What if every mouthful of food past contentment was a spouse? That probably makes no sense whatsoever to you, but bear with me. What if someone someday wrote about me, "God blessed Sarah, and allowed her to do many things for his glory. And she weighed 200 pounds*, and was an excellent cook."

Now, I realize that there is no verse in scripture that says, "Sarah should not eat more than she needs, and should not be unhealthy." It may not be as blatant as it was for the kings of Israel/Judah, but there are countless verses telling me that my body is not my own, but God's. There are verses that speak in rather offensive language about gluttons. I know without a doubt that God wants me to care for my body, and not to overindulge or find all my pleasure in the food He's provided. And yet I'm overweight.

Before I continue, let me make sure you understand what I am NOT saying. I'm NOT saying that overweight people are all in sin. I'm NOT saying that you need to rebuke your brother who took an extra piece of pie at the fellowship. Really, I'm not even talking about eating. For me, overindulgence is hard to overcome, and I don't fight it hard enough (and sometimes not at all). I'm not talking about food.

I'm talking about acceptable sins. Unless you're one of those cruel health freaks who thinks they're better than anyone who weighs ten pounds more than they should, you're not going to judge me for being chubby. More importantly, I'm not going to judge me for being chubby, at least, not for the right reasons. Culturally, it's acceptable.
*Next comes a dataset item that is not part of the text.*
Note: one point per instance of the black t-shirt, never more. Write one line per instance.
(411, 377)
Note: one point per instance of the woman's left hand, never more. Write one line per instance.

Does that mean God approves? Not at all! But because it is not something culturally despicable, and it doesn't destroy my relationship with God and everyone else, it doesn't seem like a big deal.

But it is! Because God is everything to me! Why would I condone anything He does not approve of? Yes, there's mercy and grace and love, but that's no excuse for me to turn a blind eye to the non-major defects in my life.

And so, timidly, I'm going to try to pay attention to the acceptable sins in my life. I know I'm not going to like it at all, but the first step to overcoming is admitting I have a problem. After all, my "thirteen" extra pounds may be as scandalous to future generations as Abijah's thirteen extra wives are to me.

To war!

Love and Peace,

P.S. I feel that I've done a very poor job expressing myself here. I should've used a different acceptable sin, I guess. That's just the first one that always comes to mind. Hopefully you get the picture and it encourages you somehow anyway!

*Disclaimer: I've never weighed 200lb, and I pray I never will. I'm too vain to put my actual weight, so I went higher for emphasis.